TRENTON, New Jersey (Reuters) - New Jersey Governor Chris Christie said on Tuesday he will slash the state’s contributions to its public pensions by nearly 60 percent, or $2.3 billion, for this and next fiscal year combined in order to close a large, unexpected revenue shortfall.
Speaking at a press conference in the state capital, Christie said he would not reveal details but said they would be forthcoming soon. He did say he would not support a tax on high earners in the state, which opposition Democratic legislators have started to push.
The slashed payments come in response to a newly discovered $807 million revenue shortfall for this fiscal year, which ends in just six weeks. Christie said the state reduced revenue projections over the two fiscal years by $2.75 billion.

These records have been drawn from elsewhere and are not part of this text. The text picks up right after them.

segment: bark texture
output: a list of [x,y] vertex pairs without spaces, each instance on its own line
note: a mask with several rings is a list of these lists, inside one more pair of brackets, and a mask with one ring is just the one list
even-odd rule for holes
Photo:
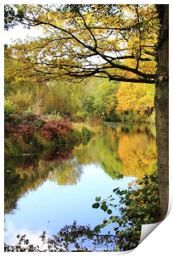
[[156,143],[161,214],[166,214],[169,199],[168,5],[157,5],[161,29],[158,44],[158,68],[155,81]]

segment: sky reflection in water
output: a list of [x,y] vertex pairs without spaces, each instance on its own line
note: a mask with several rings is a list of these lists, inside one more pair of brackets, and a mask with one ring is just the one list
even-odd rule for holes
[[[20,233],[41,245],[42,230],[50,237],[75,220],[92,228],[101,223],[109,216],[92,208],[96,197],[106,199],[114,188],[126,189],[152,172],[157,158],[155,137],[154,126],[121,123],[73,149],[20,161],[6,159],[6,243],[15,244]],[[106,233],[110,226],[104,229]]]

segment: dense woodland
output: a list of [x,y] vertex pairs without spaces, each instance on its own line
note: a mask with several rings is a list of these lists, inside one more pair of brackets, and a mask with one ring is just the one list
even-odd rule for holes
[[[114,191],[126,194],[122,210],[136,223],[125,245],[117,230],[120,248],[134,248],[141,224],[163,219],[168,207],[168,5],[6,5],[5,30],[19,24],[42,35],[5,45],[6,155],[88,142],[105,121],[155,123],[158,184],[154,172],[137,193]],[[94,208],[107,211],[96,200]],[[154,210],[140,210],[137,220],[132,209],[141,204]],[[128,223],[116,218],[110,220]],[[88,238],[110,223],[82,230]]]

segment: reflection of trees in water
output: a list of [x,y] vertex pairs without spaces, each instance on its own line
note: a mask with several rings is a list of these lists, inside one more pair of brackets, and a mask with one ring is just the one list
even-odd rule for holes
[[[128,129],[122,129],[126,126]],[[73,150],[6,159],[5,213],[16,209],[19,198],[48,178],[59,185],[76,184],[83,165],[99,164],[113,179],[129,175],[141,178],[151,172],[155,162],[154,130],[154,126],[146,124],[121,124],[115,129],[108,127],[105,135],[91,138],[87,145],[82,143]]]
[[105,135],[94,137],[87,147],[75,147],[73,154],[81,164],[97,163],[113,179],[142,178],[156,162],[155,127],[145,123],[120,123],[108,127]]
[[11,157],[5,159],[5,211],[9,213],[16,209],[19,198],[46,180],[48,172],[33,157]]
[[[6,158],[5,170],[5,211],[12,213],[18,200],[35,190],[48,177],[58,185],[74,185],[80,180],[82,169],[76,165],[72,150],[49,153],[39,159],[34,156]],[[66,161],[65,161],[66,160]]]

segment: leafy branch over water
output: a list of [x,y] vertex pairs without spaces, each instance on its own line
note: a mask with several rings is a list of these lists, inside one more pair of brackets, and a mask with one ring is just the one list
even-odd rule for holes
[[[93,204],[93,208],[100,207],[108,214],[112,212],[110,208],[114,208],[120,214],[111,216],[109,219],[104,219],[102,223],[94,229],[89,225],[77,225],[75,221],[72,225],[66,225],[56,235],[53,235],[53,238],[47,239],[46,232],[44,231],[40,236],[43,242],[41,248],[38,245],[30,244],[29,240],[25,238],[26,235],[19,235],[17,244],[14,246],[5,244],[5,251],[94,251],[98,247],[100,247],[100,250],[103,247],[104,251],[110,249],[112,251],[127,251],[135,248],[140,239],[141,225],[161,220],[156,172],[148,176],[145,175],[138,183],[141,187],[137,190],[133,190],[131,187],[128,190],[121,190],[119,187],[113,190],[113,192],[120,197],[118,206],[112,203],[115,199],[112,195],[103,200],[100,197],[96,198],[96,203]],[[113,234],[110,231],[106,235],[101,234],[102,228],[112,223],[115,225],[112,229]],[[92,243],[93,248],[85,246],[85,242],[89,241]]]

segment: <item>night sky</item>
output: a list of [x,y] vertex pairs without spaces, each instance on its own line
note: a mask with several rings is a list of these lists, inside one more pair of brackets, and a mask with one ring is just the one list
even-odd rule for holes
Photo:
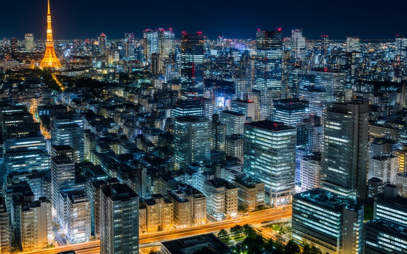
[[[376,3],[377,4],[376,4]],[[23,39],[31,33],[45,39],[46,0],[1,0],[0,38]],[[328,34],[361,39],[407,35],[407,1],[342,0],[51,0],[54,39],[121,38],[142,36],[146,28],[172,27],[201,31],[210,39],[254,38],[258,28],[282,28],[284,36],[302,28],[307,39]]]

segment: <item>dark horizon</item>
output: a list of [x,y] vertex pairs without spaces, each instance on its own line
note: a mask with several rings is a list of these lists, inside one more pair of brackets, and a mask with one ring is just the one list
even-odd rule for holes
[[[345,0],[340,6],[312,2],[294,0],[287,6],[259,0],[250,5],[241,0],[209,0],[205,5],[186,0],[160,0],[153,5],[126,0],[117,0],[114,5],[106,0],[51,0],[51,13],[54,40],[96,39],[102,33],[108,40],[120,39],[125,32],[134,32],[135,37],[139,38],[144,29],[169,27],[174,29],[176,38],[181,37],[182,31],[199,30],[211,40],[219,36],[254,39],[259,28],[274,30],[279,27],[284,37],[289,36],[292,29],[302,28],[303,35],[310,40],[318,39],[322,34],[344,41],[347,36],[388,40],[396,34],[407,35],[402,17],[393,12],[395,5],[402,10],[407,8],[407,3],[388,2],[382,4],[377,15],[372,1],[363,4]],[[46,0],[7,1],[2,6],[5,11],[0,15],[4,26],[0,38],[21,40],[25,34],[32,33],[35,39],[45,39]]]

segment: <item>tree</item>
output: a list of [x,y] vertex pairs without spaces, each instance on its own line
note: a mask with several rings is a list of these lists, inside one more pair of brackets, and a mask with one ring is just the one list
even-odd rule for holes
[[230,228],[230,234],[234,237],[241,236],[243,234],[243,227],[240,225],[236,225]]
[[224,229],[221,229],[219,231],[219,233],[218,233],[218,238],[222,242],[227,242],[230,239],[229,233]]
[[300,247],[293,239],[288,241],[288,242],[287,243],[287,245],[284,247],[284,249],[286,251],[290,251],[293,253],[301,253]]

The budget hole is due largely to April tax collections that fell far short of projections.
While many other states also got an unwelcome April surprise, Christie’s revenue estimates have been inflated for three consecutive years. His proposed budget solution is likely to test his low-tax, bi-partisan fiscal management agenda.
The move could lead to lawsuits from public sector unions and is likely to meet resistance from the Democratic-led legislature, which has already said it is opposed to additional pension changes after cooperating with Christie on bi-partisan reforms in 2011.
Those reforms called for the state’s pension contributions to rise by a set amount each year, culminating at $4.8 billion in fiscal 2018 in an effort to make up for years of underfunding in the past.
But instead of making the required contributions of $1.6 billion in fiscal 2014 and $2.25 billion in fiscal 2015, the state will pay only $696 million and $681 million, respectively. Christie said he would use an executive order to push through this year’s reduced payment.
The payments cover only what is owed to active employees. “We will not make the payments that are applied to the sins of the past,” Christie said.
The state’s retirement system for public employees had nearly $59 billion of unfunded liabilities as of fiscal 2012, Moody’s Investors Service said on Tuesday.
Christie called for additional pension changes earlier this year, without providing specifics.
Democrats have begun pushing for tax increases on the state’s high-income earners. That “will not happen while I‘m governor. Under no circumstances,” Christie said, while also ruling out a sales tax increase.
The $807 million shortfall has helped drop New Jersey’s credit rating to among the lowest of all U.S. states, while exposing the fragile state of the economic rebound Christie hoped to make his legacy.
Democrats said they would review his plan and figure out their next steps. They also said Christie’s plan would hurt middle-class New Jerseyans.
“Gov. Christie’s plan will make our fiscal situation even bleaker,” said Assembly Majority Leader Lou Greenwald, who said Christie had “driven New Jersey into a ditch.”